Taramis streckte ihm die Hand entgegen, zog ihn vollends von der Öffnung weg und umarmte ihn. Während er ihn festhielt, knickten Veridas die Knie ein.
»Das war knapp«, keuchte der Seher. Hinter ihm schloss sich das versetzte Mauerstück so lautlos, wie es entstanden war.

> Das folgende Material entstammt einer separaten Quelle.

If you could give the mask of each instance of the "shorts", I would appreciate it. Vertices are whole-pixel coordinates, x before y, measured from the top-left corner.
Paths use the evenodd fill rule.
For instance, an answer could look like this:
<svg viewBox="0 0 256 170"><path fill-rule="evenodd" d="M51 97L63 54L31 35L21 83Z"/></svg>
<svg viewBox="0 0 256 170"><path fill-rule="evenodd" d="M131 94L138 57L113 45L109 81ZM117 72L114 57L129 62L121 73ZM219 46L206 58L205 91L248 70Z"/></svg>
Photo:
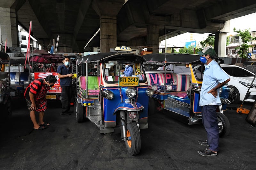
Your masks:
<svg viewBox="0 0 256 170"><path fill-rule="evenodd" d="M26 99L26 101L27 102L27 105L28 106L28 109L30 110L30 108L31 107L32 102L30 100L28 100L28 99Z"/></svg>

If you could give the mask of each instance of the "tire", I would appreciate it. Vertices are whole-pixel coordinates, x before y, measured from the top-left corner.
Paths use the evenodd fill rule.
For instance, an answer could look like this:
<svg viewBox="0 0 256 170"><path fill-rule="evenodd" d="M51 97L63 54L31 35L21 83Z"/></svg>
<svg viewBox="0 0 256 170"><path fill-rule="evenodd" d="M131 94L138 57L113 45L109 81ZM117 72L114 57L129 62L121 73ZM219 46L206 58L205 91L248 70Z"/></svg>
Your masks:
<svg viewBox="0 0 256 170"><path fill-rule="evenodd" d="M83 122L84 121L84 107L80 103L76 102L76 118L77 122Z"/></svg>
<svg viewBox="0 0 256 170"><path fill-rule="evenodd" d="M6 103L3 105L4 107L4 116L7 121L10 121L12 119L12 103L11 100L8 99Z"/></svg>
<svg viewBox="0 0 256 170"><path fill-rule="evenodd" d="M141 142L137 124L132 122L130 122L127 124L126 128L126 137L131 139L130 140L125 141L126 149L131 155L137 155L140 151Z"/></svg>
<svg viewBox="0 0 256 170"><path fill-rule="evenodd" d="M231 96L229 98L229 99L231 101L232 104L237 104L240 102L240 93L239 93L237 89L234 87L234 91L231 93Z"/></svg>
<svg viewBox="0 0 256 170"><path fill-rule="evenodd" d="M158 102L157 100L154 99L153 98L149 98L148 111L148 115L153 115L155 113L157 112L157 108L158 106Z"/></svg>
<svg viewBox="0 0 256 170"><path fill-rule="evenodd" d="M217 112L220 137L225 137L228 134L230 124L228 119L224 114Z"/></svg>

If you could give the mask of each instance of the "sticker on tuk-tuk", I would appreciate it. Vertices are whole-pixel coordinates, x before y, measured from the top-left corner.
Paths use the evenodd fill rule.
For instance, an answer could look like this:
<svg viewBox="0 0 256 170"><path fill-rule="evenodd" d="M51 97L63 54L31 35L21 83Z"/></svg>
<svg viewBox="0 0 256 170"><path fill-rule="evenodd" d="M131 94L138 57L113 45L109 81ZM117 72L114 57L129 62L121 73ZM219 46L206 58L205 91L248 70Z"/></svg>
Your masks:
<svg viewBox="0 0 256 170"><path fill-rule="evenodd" d="M138 77L119 77L118 85L121 87L139 86L139 81Z"/></svg>

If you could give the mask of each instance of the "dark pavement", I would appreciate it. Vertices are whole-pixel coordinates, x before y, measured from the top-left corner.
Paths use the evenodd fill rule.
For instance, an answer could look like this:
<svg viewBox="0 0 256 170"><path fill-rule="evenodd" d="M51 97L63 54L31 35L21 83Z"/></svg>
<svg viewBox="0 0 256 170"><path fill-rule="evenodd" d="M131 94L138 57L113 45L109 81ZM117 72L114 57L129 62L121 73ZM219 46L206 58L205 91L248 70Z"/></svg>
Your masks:
<svg viewBox="0 0 256 170"><path fill-rule="evenodd" d="M101 134L87 120L78 123L75 114L60 115L60 102L48 103L44 120L51 125L36 130L25 101L13 101L12 121L0 124L0 169L255 169L256 128L247 115L236 113L238 105L225 112L230 131L220 138L218 155L203 157L197 153L206 148L198 143L206 138L202 125L186 125L165 112L149 116L140 153L132 156L120 134Z"/></svg>

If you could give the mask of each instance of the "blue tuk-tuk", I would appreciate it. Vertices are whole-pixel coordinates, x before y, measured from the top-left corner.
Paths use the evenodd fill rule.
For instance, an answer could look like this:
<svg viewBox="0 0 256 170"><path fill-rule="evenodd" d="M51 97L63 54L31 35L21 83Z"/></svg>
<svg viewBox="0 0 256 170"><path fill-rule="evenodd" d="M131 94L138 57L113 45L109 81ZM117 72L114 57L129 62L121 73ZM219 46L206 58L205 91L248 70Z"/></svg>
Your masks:
<svg viewBox="0 0 256 170"><path fill-rule="evenodd" d="M77 121L86 118L100 133L119 129L132 155L140 152L140 130L148 128L148 100L153 94L145 73L145 61L139 55L123 51L89 55L76 62ZM121 70L128 63L133 74L126 77Z"/></svg>
<svg viewBox="0 0 256 170"><path fill-rule="evenodd" d="M149 113L164 109L174 118L188 125L202 123L200 91L204 65L200 56L183 54L156 54L143 56L148 85L154 90L150 99ZM227 135L230 125L223 109L230 103L228 99L233 87L221 88L222 104L217 111L220 136Z"/></svg>

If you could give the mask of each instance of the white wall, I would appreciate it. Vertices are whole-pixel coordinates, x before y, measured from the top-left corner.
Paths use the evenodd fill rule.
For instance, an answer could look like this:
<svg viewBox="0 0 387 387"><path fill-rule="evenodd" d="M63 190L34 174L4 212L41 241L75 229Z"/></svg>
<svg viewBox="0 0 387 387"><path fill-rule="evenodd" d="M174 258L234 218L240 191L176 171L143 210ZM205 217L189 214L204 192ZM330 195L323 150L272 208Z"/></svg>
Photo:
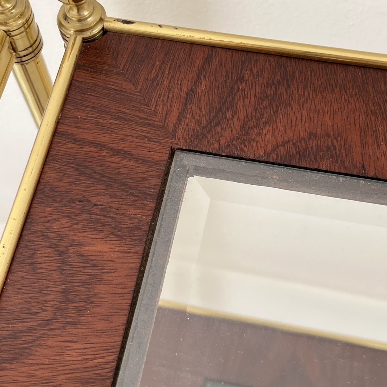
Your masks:
<svg viewBox="0 0 387 387"><path fill-rule="evenodd" d="M110 16L387 53L384 0L101 1ZM56 26L60 3L30 1L53 79L63 51ZM0 232L36 132L11 77L0 101Z"/></svg>

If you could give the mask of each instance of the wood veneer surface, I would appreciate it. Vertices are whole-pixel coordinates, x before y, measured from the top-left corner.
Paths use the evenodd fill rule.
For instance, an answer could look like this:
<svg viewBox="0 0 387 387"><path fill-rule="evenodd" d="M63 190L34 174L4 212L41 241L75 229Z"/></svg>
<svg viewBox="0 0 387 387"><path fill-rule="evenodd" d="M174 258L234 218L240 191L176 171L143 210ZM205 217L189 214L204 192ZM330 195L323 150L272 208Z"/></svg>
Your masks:
<svg viewBox="0 0 387 387"><path fill-rule="evenodd" d="M0 384L110 385L171 149L387 179L386 92L382 70L85 45L1 294Z"/></svg>

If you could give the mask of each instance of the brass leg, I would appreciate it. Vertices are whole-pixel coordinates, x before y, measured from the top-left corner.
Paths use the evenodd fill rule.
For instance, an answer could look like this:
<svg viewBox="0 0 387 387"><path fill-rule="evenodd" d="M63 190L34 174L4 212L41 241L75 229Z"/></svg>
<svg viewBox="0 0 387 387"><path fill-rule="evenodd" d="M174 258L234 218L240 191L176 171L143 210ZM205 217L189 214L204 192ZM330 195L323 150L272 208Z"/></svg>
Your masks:
<svg viewBox="0 0 387 387"><path fill-rule="evenodd" d="M11 46L9 38L0 31L0 97L12 70L16 55Z"/></svg>
<svg viewBox="0 0 387 387"><path fill-rule="evenodd" d="M41 53L26 64L15 63L14 74L39 127L52 89L52 82Z"/></svg>
<svg viewBox="0 0 387 387"><path fill-rule="evenodd" d="M34 196L82 43L82 38L76 36L69 39L46 113L0 239L0 293Z"/></svg>

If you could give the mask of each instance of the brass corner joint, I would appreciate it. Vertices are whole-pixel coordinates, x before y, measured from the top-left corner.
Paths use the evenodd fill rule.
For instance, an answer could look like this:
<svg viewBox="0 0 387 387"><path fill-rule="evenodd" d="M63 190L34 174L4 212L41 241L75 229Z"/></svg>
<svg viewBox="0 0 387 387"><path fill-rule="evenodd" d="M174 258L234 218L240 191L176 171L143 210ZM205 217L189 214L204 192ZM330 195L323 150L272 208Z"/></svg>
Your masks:
<svg viewBox="0 0 387 387"><path fill-rule="evenodd" d="M96 40L102 36L106 12L96 0L59 1L63 4L57 22L65 43L73 35L80 37L84 42Z"/></svg>
<svg viewBox="0 0 387 387"><path fill-rule="evenodd" d="M43 41L28 0L0 0L0 30L15 53L14 72L38 125L52 88L41 55Z"/></svg>

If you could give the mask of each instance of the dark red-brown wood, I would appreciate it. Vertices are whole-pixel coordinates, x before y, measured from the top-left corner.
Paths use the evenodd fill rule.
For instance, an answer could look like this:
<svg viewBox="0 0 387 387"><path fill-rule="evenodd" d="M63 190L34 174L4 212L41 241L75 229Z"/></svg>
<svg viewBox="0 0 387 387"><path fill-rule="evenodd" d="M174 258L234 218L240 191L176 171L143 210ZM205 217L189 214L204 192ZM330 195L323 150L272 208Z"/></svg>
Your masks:
<svg viewBox="0 0 387 387"><path fill-rule="evenodd" d="M386 107L382 70L86 45L1 294L0 384L110 385L171 148L387 179Z"/></svg>

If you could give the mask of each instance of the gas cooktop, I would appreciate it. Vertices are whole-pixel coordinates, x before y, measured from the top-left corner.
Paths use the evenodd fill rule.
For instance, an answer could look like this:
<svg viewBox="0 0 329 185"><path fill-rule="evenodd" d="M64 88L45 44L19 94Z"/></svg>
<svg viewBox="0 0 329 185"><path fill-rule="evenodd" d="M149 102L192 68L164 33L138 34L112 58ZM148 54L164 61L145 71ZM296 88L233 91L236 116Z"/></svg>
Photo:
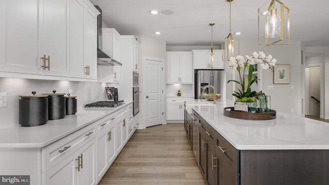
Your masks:
<svg viewBox="0 0 329 185"><path fill-rule="evenodd" d="M87 104L84 106L85 108L94 108L94 107L116 107L118 106L124 104L123 100L120 100L117 101L100 101L95 103L92 103Z"/></svg>

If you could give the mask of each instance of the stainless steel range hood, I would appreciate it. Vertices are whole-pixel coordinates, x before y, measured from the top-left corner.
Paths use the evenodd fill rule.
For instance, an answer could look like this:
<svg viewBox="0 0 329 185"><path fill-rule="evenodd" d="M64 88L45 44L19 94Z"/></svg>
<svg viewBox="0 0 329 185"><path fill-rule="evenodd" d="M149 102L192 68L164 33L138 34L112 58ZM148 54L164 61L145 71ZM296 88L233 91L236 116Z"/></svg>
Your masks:
<svg viewBox="0 0 329 185"><path fill-rule="evenodd" d="M98 6L95 6L101 13L97 16L97 64L107 65L120 65L122 64L109 57L102 51L103 47L102 33L102 9Z"/></svg>

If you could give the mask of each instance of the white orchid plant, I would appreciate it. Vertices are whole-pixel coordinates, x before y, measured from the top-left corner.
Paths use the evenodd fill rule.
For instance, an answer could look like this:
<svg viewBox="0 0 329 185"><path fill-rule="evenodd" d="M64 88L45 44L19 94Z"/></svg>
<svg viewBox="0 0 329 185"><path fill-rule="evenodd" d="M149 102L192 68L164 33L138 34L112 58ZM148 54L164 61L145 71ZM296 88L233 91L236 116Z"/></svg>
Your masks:
<svg viewBox="0 0 329 185"><path fill-rule="evenodd" d="M237 55L236 57L231 57L230 59L230 67L233 69L236 69L239 73L239 81L236 80L229 80L227 83L234 82L238 83L240 88L238 89L239 92L233 91L234 93L232 95L237 98L237 101L251 102L253 102L253 97L257 98L258 93L255 91L251 91L250 86L257 81L257 79L252 79L253 65L258 63L261 64L261 67L264 69L269 68L273 70L275 66L277 60L273 59L272 55L269 54L267 57L262 51L260 51L259 54L254 52L252 55L246 55L247 60L245 60L243 57ZM246 71L249 66L248 73L248 83L246 83ZM243 71L242 72L242 71ZM260 93L261 92L260 92Z"/></svg>

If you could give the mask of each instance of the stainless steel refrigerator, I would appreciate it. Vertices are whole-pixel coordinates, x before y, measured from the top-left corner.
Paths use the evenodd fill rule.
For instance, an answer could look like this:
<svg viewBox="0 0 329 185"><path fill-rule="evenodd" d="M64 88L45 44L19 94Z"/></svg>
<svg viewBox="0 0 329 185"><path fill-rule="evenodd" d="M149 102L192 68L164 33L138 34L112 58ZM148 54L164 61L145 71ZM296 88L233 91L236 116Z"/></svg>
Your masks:
<svg viewBox="0 0 329 185"><path fill-rule="evenodd" d="M205 99L202 95L204 87L211 85L215 87L216 94L222 95L221 99L226 98L226 71L221 69L194 70L194 98ZM211 87L205 89L205 93L214 93Z"/></svg>

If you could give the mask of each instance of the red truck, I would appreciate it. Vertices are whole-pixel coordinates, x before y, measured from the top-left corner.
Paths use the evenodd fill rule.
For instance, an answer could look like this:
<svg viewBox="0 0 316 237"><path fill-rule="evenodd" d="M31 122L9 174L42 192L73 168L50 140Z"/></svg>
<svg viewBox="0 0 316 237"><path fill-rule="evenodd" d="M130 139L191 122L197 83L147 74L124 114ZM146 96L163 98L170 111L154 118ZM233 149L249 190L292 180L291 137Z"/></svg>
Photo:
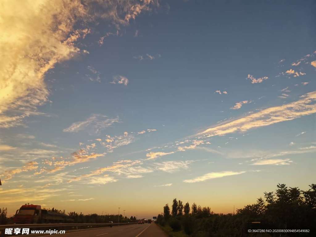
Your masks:
<svg viewBox="0 0 316 237"><path fill-rule="evenodd" d="M58 213L41 209L40 205L23 205L16 210L13 218L15 224L68 223L74 222L64 213Z"/></svg>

»Du hast dem Kreis der Zwölf zur Flucht verholfen. Ich weiß nicht, wie ich dir danken soll.«
»Danke nicht mir, sondern Gao. Er hat die Fischköpfe mit Blindheit geschlagen.«
»Wir müssen weiter!«, flüsterte Marnas ungeduldig. »Die Wachen beruhigen sich schon. Wie lauten deine Befehle?«
Taramis verzog unwillig das Gesicht. »Das fragt der Hüter von Jâr’en mich? Du solltest von hier ab die Anweisungen geben.«
»Nein, Taramis. Mit dem Fall von Jâr’en habe ich das Anrecht verloren, die Garde zu kommandieren.«
»Aber …«
»Wir haben keine Zeit dafür. Du bist nun unser Kommandant.«
Zähneknirschend fügte sich Taramis in seine Rolle. Er wandte sich Aragor zu, einem sehnigen Tempelwächter mit sieben roten Zöpfen. »Der Plan hat sich geändert. Kannst du die Schatten des Walls verlängern, damit das Sternenlicht uns nicht verrät?«
Aragor nickte nur. Als Schattenschmied vermochte er Schatten fast beliebig zu verzerren, aufzulösen oder in jedweder Gestalt und Intensität neu zu erschaffen. Er wandte sich seinem Rohling zu und begann mit der Arbeit.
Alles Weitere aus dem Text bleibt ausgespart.